De Bruxelles à Bassorah, les gilets jaunes fluo ont apporté de la visibilité aux citoyens et à leurs griefs
Tout a commencé le 10 octobre, avec un appel lancé sur Facebook par deux chauffeurs de camion fatigués de Seine-et-Marne, à l’est de Paris, appelant à un « blocus national » du réseau routier français pour protester contre la hausse des prix de l’essence [1].
En quelques jours, la campagne avait rassemblé 200 000 supporters et généré des centaines de retombées locales à travers le pays. Deux semaines plus tard, une vidéo exhortant les automobilistes à afficher leur gilet jaune derrière leur pare-brise en solidarité a recueilli 4 millions de vues.
Les gilets jaunes, du nom des gilets que les conducteurs sont tenus d’avoir dans leur véhicule, sont nés et, depuis le 17 novembre, première journée d’action du mouvement à l’échelle nationale, ses manifestations soutenues, parfois violentes, ont secoué la France.
Mais pas seulement la France. Principalement sans leaders, non structurés et organisés sur les médias sociaux, les manifestations de « gilets jaunes » se sont multipliées au niveau international, de la Belgique à la Bulgarie, de la Serbie à la Suède et d’Israël à l’Irak.
L’insurrection populaire anti-établissement de la population française, vivant principalement dans des zones rurales ou désindustrialisées et dans des villes petites ou moyennes éloignées des villes mondialisées où la richesse du XXIe siècle est de plus en plus concentrée, a trouvé un écho mondial.
Comme en France, où le soutien public est écrasant, ces divers mouvements nationaux ont rassemblé des personnes aux revendications et aux opinions politiques divergentes, mais avec une seule plainte dominante et commune : elles ne peuvent pas joindre les deux bouts.

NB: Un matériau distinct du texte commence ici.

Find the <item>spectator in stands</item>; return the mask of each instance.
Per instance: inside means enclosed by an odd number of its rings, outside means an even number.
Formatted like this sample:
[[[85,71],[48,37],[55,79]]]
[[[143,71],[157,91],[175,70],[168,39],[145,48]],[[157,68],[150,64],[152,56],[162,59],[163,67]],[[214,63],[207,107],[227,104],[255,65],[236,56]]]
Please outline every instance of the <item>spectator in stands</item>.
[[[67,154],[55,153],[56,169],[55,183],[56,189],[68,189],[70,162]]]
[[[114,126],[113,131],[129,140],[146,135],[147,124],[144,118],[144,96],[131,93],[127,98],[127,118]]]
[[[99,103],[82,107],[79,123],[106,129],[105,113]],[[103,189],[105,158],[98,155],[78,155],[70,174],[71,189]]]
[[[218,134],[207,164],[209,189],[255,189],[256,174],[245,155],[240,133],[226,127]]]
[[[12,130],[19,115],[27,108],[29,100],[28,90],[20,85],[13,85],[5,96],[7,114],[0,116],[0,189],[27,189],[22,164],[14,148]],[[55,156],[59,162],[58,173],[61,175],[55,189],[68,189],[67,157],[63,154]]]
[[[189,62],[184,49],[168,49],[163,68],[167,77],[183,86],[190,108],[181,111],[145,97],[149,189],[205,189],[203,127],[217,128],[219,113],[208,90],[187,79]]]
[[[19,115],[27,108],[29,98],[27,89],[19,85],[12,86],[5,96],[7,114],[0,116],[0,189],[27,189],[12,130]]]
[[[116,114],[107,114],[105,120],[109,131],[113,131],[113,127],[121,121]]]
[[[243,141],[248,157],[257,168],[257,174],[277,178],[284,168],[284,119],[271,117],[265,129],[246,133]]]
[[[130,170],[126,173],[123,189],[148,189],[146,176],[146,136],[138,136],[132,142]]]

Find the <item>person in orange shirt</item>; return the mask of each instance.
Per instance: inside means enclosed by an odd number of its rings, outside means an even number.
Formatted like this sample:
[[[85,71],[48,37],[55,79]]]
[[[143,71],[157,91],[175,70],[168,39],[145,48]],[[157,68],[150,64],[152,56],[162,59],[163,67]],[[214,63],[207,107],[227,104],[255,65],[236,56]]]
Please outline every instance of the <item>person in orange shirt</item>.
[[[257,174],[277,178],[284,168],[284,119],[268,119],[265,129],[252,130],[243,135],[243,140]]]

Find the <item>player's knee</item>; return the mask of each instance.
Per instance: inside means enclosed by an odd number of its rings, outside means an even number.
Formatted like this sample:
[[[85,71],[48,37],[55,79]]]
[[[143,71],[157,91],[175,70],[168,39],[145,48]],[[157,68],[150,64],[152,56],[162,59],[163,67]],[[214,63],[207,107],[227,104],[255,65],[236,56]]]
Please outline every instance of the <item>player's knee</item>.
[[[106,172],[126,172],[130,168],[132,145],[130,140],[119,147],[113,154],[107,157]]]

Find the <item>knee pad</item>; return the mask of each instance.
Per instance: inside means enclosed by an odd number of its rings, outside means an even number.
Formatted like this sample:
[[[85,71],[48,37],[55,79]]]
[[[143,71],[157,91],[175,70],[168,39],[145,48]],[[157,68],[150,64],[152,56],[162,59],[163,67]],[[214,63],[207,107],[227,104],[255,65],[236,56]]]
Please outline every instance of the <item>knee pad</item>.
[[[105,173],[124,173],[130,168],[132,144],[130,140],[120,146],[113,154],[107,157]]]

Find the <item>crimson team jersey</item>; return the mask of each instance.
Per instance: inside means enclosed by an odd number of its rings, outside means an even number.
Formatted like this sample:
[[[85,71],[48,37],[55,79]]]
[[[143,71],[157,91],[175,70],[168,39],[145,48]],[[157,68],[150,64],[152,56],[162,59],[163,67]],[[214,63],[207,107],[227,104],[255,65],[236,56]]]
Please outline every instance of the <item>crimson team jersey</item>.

« Si la hausse du prix de l’essence a déclenché le mouvement du gilet jaune, ce n’était pas la cause », a déclaré le géographe Christophe Guilluy [2]. « La colère est plus profonde, résultat d’une relégation économique et culturelle qui a débuté dans les années 80… les élites occidentales ont progressivement oublié un peuple qu’elles ne voyaient plus. »
Bon marché, facilement disponible, facilement identifiable et représentant avant tout une obligation imposée par l’État, le gilet jaune s’est révélé un choix de symbole inspiré et a clairement joué un grand rôle dans la propagation rapide du mouvement.
« Le but de la veste jaune est de s’assurer que son porteur est visible sur la route », a déclaré Guilluy. « Et, quelle que soit l’issue de ce conflit, les gilets jaunes ont gagné ce qui compte vraiment : la guerre de la représentation culturelle. Les gens de la classe ouvrière et de la classe moyenne inférieure sont à nouveau visibles. »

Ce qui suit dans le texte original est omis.